The collection in seven parts is a book of revelation that defines the air in the zero, the not knowing. Alive with references, his petri dish confuses, questions. There are no finite answers. Ask Alan Turing, who released a modern Frankenstein and saved a nation, all at once. His discovery and punishment, based on science and conventional wisdom, bigotry, is another wild ride around the world, signifying what, the parameters of the circle, Faust’s bad deal.

Do all poems end in catch and release?

In the end, all is done, everything passes through cells that exhaust themselves in the effort of being: pain that leaves invisible marks, monsters “retreating after the deed.” In “Kids Geometry,” an injured child attempting to circumscribe a crime scene with a piece of thread learns, “You can’t take back time.” All that is left is forgiveness and there is so much to forgive in the human story, aspects of which he reveals in cultural and historical reference subtly interspersed in his lateral narratives, the Chinese Diaspora, the history of homophobia, fraternal violence, Aboriginal genocide and diseases that torment human tissue and twist human minds.

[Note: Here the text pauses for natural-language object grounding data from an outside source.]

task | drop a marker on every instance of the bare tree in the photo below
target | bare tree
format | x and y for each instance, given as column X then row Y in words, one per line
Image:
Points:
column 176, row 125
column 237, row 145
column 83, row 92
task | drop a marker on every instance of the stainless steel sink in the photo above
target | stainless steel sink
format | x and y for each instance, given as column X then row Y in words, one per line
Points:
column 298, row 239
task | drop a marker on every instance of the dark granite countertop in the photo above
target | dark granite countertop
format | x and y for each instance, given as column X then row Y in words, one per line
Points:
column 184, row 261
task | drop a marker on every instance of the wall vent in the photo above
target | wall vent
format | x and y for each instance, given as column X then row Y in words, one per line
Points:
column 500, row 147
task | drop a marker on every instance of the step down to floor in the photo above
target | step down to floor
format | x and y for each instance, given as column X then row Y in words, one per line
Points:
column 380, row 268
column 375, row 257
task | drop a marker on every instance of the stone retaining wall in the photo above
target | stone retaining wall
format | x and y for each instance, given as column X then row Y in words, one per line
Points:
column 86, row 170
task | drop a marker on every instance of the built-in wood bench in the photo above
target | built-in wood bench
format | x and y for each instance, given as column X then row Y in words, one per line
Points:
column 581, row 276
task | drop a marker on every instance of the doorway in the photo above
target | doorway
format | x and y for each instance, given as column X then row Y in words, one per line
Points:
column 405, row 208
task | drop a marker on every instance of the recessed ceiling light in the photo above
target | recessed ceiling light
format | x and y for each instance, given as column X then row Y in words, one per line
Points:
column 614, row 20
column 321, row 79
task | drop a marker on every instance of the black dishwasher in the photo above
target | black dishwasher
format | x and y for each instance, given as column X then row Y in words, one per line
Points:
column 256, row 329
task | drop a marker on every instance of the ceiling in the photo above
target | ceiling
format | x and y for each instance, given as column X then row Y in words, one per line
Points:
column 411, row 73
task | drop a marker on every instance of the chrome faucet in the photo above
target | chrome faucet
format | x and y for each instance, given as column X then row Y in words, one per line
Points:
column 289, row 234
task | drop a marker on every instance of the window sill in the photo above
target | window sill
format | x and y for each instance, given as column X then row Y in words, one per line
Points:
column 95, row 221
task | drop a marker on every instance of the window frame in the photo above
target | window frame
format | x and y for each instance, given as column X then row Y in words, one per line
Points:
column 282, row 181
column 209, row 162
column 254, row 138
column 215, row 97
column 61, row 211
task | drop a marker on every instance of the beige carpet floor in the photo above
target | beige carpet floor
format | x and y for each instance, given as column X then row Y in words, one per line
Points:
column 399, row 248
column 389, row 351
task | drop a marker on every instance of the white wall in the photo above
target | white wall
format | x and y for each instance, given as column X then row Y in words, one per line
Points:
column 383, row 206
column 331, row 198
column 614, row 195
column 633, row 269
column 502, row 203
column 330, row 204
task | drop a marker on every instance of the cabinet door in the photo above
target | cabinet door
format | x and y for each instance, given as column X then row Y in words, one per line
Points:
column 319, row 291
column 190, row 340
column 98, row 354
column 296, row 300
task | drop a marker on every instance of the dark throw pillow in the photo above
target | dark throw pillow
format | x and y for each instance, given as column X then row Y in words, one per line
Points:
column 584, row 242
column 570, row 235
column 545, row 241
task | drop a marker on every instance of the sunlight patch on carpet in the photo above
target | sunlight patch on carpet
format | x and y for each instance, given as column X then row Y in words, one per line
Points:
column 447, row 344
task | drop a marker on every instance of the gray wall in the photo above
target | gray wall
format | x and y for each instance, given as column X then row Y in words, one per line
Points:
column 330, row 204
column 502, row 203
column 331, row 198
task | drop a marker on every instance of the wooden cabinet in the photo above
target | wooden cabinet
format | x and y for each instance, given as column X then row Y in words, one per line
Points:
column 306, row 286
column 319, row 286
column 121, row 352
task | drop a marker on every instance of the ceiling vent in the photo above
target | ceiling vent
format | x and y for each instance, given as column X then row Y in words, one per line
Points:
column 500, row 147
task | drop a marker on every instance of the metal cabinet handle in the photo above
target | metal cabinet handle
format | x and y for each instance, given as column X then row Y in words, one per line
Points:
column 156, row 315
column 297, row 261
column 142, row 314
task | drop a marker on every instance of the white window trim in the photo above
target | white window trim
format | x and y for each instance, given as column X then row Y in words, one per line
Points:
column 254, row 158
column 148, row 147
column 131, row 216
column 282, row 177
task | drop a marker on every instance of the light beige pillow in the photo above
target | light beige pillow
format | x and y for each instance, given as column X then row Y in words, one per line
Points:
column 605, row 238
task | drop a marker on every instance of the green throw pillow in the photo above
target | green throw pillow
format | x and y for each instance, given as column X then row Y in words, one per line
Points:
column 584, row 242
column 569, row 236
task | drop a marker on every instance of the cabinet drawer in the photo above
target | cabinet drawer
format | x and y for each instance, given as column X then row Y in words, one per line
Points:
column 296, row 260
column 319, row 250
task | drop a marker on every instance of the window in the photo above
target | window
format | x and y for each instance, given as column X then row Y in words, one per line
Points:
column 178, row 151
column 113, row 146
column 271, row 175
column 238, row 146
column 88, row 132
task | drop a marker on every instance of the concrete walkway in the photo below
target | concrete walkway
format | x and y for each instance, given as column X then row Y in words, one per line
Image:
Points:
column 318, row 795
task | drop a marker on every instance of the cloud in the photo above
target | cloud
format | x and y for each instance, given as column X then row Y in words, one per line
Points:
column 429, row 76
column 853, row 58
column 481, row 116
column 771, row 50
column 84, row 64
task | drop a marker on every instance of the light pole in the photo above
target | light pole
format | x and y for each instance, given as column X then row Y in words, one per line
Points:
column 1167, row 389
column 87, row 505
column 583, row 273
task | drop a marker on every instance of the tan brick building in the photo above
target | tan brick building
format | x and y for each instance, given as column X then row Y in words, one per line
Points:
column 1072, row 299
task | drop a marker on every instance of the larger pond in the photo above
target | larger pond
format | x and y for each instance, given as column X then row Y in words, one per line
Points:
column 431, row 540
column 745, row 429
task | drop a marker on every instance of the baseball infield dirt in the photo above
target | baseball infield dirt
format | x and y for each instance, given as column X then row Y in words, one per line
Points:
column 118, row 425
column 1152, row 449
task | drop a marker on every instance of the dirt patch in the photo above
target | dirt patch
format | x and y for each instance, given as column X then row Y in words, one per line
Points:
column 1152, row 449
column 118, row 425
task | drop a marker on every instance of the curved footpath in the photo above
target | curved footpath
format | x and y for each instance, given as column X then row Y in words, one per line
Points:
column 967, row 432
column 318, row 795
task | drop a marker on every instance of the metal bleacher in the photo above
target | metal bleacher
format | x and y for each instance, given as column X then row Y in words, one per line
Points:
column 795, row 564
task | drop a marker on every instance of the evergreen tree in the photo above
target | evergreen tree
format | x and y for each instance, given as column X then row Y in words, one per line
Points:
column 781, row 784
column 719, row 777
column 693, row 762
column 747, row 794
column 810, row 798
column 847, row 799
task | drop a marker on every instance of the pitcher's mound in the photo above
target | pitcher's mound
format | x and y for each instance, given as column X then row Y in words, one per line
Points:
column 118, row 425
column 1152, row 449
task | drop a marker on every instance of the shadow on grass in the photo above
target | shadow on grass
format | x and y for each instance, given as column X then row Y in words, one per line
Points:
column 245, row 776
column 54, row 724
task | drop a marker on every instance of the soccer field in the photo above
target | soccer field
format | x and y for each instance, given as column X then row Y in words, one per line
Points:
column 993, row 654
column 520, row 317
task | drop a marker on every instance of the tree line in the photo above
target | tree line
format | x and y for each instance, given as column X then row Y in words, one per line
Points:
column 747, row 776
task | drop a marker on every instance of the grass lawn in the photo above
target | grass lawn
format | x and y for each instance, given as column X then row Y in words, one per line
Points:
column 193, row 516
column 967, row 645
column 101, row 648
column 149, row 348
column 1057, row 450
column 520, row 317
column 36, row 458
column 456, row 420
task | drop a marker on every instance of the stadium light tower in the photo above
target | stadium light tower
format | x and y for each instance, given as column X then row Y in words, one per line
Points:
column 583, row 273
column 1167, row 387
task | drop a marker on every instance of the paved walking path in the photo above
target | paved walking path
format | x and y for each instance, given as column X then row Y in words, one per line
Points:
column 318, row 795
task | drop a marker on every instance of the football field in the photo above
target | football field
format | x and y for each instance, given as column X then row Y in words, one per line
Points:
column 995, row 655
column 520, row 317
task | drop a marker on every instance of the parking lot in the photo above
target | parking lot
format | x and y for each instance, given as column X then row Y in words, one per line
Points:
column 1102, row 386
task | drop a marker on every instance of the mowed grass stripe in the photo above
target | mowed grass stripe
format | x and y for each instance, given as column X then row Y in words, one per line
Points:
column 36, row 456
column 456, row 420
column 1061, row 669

The phenomenal world is at once beautiful and ugly. Ultimately, it is all left behind as we rot and rapture. No one knows this better than the poet who reads the human story through a microscopic lens and those black glasses. Even the beautiful designs in nature and anti-nature are potentially malignant, and sex is death.

one bees target coition
ultraviolet landing strips crowd the bosom

or do hyaline cues sex mate-anxiety to kill the darlings in your head?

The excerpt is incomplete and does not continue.